DOI: 10.1371/journal.pone.0194940
Abstrakt: Background: African Americans are disproportionately affected by both HIV and hypertension. Failure to modify risk factors for cardiovascular disease and chronic kidney disease such as hypertension among HIV-infected patients may attenuate the benefits conferred by combination antiretroviral therapy. In the general population, African Americans with hypertension are less likely to have controlled blood pressure than whites. However, racial differences in blood pressure control among HIV-infected patients are not well studied.
Methods: We conducted a cross-sectional study evaluating racial differences in hypertension prevalence, treatment, and control among 1,664 patients attending the University of Alabama at Birmingham HIV Clinic in 2013. Multivariable analyses were performed to calculate prevalence ratios (PR) with 95% confidence intervals (CI) as the measure of association between race and hypertension prevalence and control while adjusting for other covariates.
Results: The mean age of patients was 47 years, 77% were male and 54% African-American. The prevalence of hypertension was higher among African Americans compared with whites (49% vs. 43%; p = 0.02). Among those with hypertension, 91% of African Americans and 93% of whites were treated (p = 0.43). Among those treated, 50% of African Americans versus 60% of whites had controlled blood pressure (systolic blood pressure <140 mmHg and diastolic blood pressure <90 mmHg) (p = 0.007). After multivariable adjustment for potential confounders, prevalence of hypertension was higher among African Americans compared to whites (PR 1.25; 95% CI 1.12-1.39) and prevalence of BP control was lower (PR 0.80; 95% CI 0.69-0.93).

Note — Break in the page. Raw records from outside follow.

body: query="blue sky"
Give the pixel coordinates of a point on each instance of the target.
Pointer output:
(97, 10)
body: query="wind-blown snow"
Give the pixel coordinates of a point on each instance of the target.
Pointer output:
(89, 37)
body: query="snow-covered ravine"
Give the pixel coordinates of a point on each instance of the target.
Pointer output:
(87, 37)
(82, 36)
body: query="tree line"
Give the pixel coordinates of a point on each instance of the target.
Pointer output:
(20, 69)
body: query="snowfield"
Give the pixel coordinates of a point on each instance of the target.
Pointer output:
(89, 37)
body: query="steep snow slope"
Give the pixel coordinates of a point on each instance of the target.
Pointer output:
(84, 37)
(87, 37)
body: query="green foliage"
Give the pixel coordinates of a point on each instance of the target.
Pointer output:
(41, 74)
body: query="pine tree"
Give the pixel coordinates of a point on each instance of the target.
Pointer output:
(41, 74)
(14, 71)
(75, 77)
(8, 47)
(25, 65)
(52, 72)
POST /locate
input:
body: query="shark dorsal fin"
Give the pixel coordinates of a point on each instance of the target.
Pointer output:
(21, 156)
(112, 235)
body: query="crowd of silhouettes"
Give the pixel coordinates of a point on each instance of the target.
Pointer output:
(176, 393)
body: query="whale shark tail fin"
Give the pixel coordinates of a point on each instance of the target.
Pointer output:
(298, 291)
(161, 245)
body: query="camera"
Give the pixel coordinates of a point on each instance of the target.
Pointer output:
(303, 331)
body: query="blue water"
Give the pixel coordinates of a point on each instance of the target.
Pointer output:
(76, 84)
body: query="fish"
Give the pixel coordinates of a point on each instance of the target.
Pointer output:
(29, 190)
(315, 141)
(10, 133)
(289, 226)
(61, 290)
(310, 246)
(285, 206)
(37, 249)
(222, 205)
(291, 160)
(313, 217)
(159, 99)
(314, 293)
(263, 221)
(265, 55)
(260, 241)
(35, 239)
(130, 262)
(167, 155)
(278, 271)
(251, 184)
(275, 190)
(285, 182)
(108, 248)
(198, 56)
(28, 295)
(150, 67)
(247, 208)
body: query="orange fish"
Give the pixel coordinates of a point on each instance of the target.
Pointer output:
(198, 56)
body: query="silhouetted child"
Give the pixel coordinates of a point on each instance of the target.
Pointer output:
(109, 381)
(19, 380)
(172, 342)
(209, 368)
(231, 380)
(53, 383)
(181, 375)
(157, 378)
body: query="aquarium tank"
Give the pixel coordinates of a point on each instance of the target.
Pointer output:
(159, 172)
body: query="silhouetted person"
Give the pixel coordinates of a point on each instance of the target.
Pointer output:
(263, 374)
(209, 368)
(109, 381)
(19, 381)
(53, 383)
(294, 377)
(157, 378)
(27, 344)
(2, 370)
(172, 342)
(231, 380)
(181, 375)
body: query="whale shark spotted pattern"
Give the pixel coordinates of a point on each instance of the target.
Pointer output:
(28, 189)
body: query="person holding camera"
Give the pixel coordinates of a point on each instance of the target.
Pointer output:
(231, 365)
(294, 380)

Conclusions: Despite comparable levels of hypertension treatment, African Americans in our HIV cohort were less likely to achieve blood pressure control. This may place them at increased risk for adverse outcomes that disproportionately impact HIV-infected patients, such as cardiovascular disease and chronic kidney disease, and thus attenuate the benefits conferred by combination antiretroviral therapy.